Dr. Kyle. I was never an hospital mate, Mr. President; “Hospital Assistant to the Forces,” was my first appointment in the department.

President. Aweel, it’s a’ the self-same thing. When I first entered—noo sax-an’-twenty years—we had mates, an’ nae assistants at a’.

Dr. Kyle. You are perfectly right, there; the service had no assistants at that time, sure enough.

Dr. Adipose. (wiping his chin.) You are too severe, Kyle; au—hau—; you are, indeed, hau—; I’ll trouble you for a cut out of the thick end of that haunch of mutton; it looks delicious; au—hau—, good indeed—very good.

Dr. Kyle. I’ll send you a slice, Doctor, that will digest on its first contact with the gastric fluid;—there, Sir, there.
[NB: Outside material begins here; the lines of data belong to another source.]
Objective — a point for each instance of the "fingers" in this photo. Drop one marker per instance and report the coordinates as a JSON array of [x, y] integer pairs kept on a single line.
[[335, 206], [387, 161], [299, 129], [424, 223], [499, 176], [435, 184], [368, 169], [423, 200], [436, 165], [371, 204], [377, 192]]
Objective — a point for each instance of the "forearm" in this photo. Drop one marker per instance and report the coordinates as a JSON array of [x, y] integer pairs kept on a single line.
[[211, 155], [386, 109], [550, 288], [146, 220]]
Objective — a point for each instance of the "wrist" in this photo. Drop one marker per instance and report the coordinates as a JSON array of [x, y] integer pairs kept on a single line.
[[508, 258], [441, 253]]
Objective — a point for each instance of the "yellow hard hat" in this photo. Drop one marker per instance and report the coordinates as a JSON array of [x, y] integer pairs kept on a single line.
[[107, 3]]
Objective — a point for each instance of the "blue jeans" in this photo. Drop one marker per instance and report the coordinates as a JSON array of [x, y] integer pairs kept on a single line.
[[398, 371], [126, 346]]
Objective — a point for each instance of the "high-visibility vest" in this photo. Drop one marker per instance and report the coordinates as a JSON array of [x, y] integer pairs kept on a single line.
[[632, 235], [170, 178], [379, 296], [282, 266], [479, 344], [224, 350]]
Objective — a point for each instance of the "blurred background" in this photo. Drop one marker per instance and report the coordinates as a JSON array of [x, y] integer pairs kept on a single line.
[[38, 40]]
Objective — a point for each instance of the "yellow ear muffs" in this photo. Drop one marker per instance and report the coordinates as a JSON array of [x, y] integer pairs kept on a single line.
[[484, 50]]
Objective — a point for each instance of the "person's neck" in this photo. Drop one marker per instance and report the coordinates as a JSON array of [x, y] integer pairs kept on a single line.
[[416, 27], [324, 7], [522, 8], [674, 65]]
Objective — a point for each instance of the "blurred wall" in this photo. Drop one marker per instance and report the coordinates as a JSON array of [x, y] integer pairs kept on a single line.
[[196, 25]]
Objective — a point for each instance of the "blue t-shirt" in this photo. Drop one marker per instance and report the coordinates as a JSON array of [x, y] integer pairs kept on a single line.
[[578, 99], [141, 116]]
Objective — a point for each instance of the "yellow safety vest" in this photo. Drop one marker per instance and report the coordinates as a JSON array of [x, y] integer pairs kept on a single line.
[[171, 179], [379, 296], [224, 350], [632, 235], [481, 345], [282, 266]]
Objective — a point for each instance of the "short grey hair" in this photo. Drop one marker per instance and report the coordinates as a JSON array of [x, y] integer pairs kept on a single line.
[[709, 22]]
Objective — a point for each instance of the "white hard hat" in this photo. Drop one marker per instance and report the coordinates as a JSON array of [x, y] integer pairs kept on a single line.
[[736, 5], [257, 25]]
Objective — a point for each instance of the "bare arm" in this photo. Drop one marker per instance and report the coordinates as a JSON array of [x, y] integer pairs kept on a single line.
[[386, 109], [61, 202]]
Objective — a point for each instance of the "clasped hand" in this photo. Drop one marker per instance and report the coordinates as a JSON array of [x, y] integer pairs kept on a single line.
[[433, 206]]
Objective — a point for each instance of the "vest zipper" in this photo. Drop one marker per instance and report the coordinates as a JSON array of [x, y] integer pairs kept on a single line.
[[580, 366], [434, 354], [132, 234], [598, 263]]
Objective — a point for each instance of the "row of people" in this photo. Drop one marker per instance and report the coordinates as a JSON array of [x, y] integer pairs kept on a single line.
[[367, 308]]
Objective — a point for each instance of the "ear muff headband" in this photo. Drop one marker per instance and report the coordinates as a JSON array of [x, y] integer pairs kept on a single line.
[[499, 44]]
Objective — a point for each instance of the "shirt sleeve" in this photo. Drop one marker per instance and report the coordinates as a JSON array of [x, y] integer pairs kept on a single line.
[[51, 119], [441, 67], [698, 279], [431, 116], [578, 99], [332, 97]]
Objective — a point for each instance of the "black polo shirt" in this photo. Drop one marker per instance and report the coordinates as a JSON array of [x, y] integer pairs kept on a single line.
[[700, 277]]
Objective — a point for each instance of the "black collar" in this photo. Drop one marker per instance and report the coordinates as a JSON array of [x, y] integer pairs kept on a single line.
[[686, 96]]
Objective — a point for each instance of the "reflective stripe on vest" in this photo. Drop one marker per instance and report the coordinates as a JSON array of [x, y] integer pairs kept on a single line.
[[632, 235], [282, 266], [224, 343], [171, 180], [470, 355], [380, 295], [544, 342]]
Dr. Adipose. Hau—, very good. I haven’t seen such a haunch as that since the last annual dinner of the society for the benefit of the widows of our department; that was delicious, too.

Capt. Beamish. Oh, you have a society, then, for the widows of your department, Doctor?

Dr. Adipose. Yes, yes; I’ll tell you all about it, by-and-by.—A little currant jelly, Thomas.

Dr. Kyle. Yes, Captain, to the laudable exertions of Sir James M’Grigor we are indebted for a valuable fund,—sufficient to protect our widows and our orphans, if it please God to leave them without other means.—Mr. Lintly, do you take mutton? Oh! Sir, it is a vast advantage.

Major Oldfield. ’Pon my honour, I am very happy to see such improvements in your department. When I entered the service, now fifty years ago, there was no department at all. A surgeon was something like our present military parson; he used to go about in plain clothes, or with a black coat and a military cocked hat: his pay was bad; and as to his assistant, he was a sort of lob-lolly-boy; but now, how different! Ah! the Duke, Heaven rest his soul! was the first who improved your department, Gentlemen, as well as every other belonging to the army.